Yale decided to highlight this citizen scientist, as she donated her collection of 27 lantern flies to the Peabody Museum of Natural History database and received the title “donor scientist.” 

“We wanted to show… how inspiring she is, and we just want to make sure she continues to feel honored and loved by the Yale community,” Ijeoma Opara, an assistant professor at the school, said in a statement. 

It’s an unfortunate thing as the lanternfly is quite beautiful, but its piercing-sucking talons can damage over 70 species of native and ornamental plants but have a preference for high-value ag commodities like grapes and stone fruit. 

Native to China, they are typically kept in check via parasitic wasps and were accidentally introduced to the United States in 2014. Feeding on plant sap, their bodies create a sugary excretion called honeydew which collects on or around trees and cultivates sooty molds which can lead to tree death. 

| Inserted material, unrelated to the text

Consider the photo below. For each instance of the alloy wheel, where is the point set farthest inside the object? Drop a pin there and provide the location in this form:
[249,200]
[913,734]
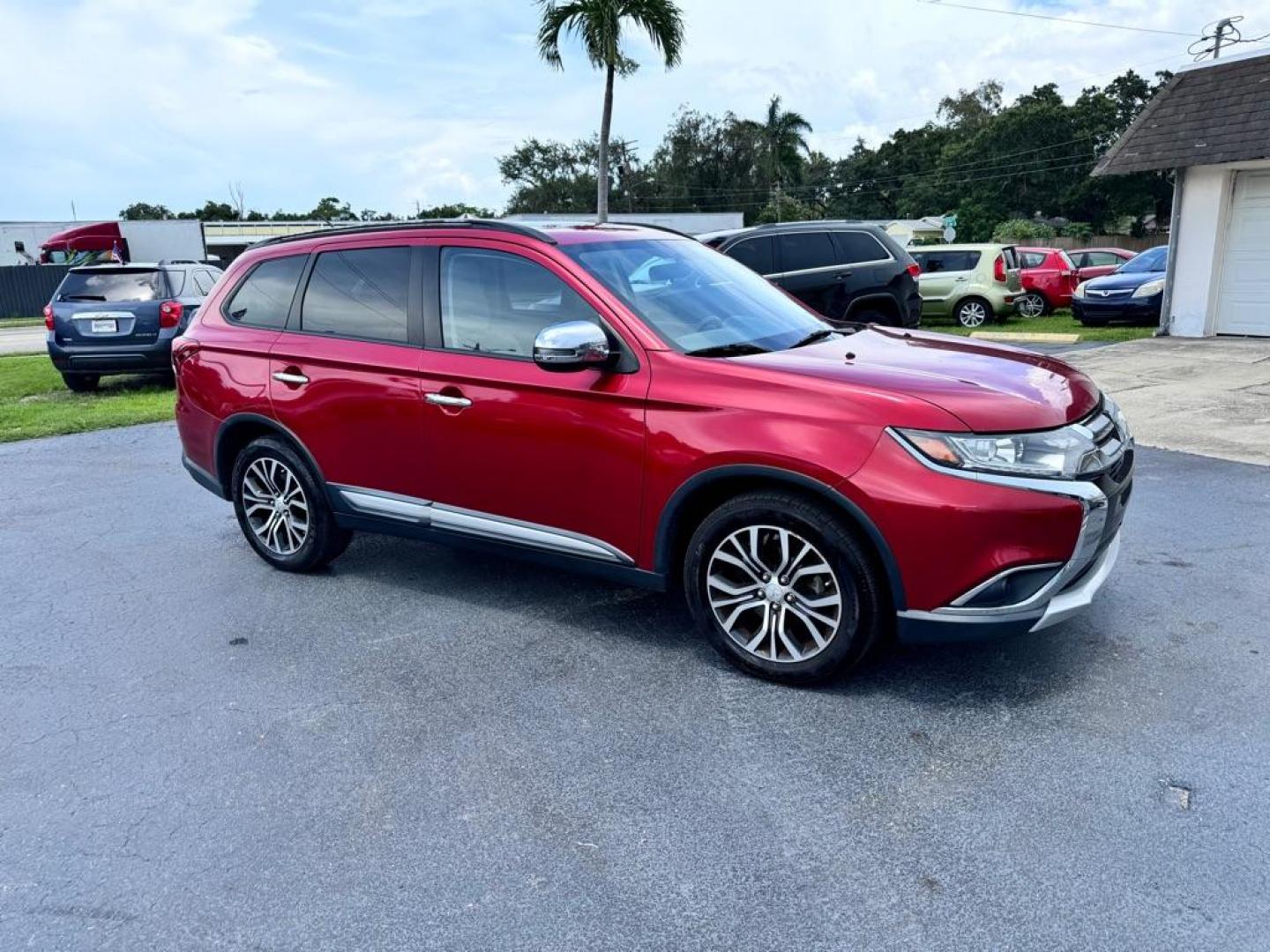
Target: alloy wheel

Wilson was joining in New Jersey’s “Stomp it Out” campaign to help clear out the winged devils from the state. The campaign recommends three things: killing any individuals seen on one’s property, scraping off the “egg masses” which are greyish slimes that contain between 30 and 50 eggs that they lay in wintertime, and cutting down about 90% of all theAilanthus altissima trees, also known as the “tree of heaven,” which belies its presence as an invasive pest species. 

As the weather turns toward spring, both New Jersey and Pennsylvania residents need to keep an eye out for these insects and stomp them out to protect our crops and trees. 

Newsmakers 

PSECU Security Manager Discusses Ethical Hacking on Local News 

Harrisburg, PA — PSECU Security Manager Scott Lenker joined local news station Fox 43 recently to discuss current cyber security trends and his work as an “ethical hacker.”  

In the segment, Lenker explained that with so many accounts, online hacking attempts are just part of the workday. 

“We’re seeing attacks come from China, from Russia, even North Korea, and we have to make sure those attacks don’t get through,” Lenker said. 

In order to protect customer information from prying eyes, Lenker uses his skills as a United States-certified ethical hacker. His proactive approach to cybersecurity is common among other ethical hackers that use their hacking skills for good, rather than for damage. 

“From a certified ethical hacker standpoint, we actually break into the systems, we make sure that we’re the first people to find the vulnerabilities, so if we break into and find the vulnerabilities, we’re able to fix it before the bad guys are able to get in,” said Lenker. 

Most hackers are able to manipulate a user’s online account through various means, regardless of a user’s protection plan, according to Lenker. Virtual private networks and two-factor authentication can be bypassed, sometimes by the user themselves without their knowledge.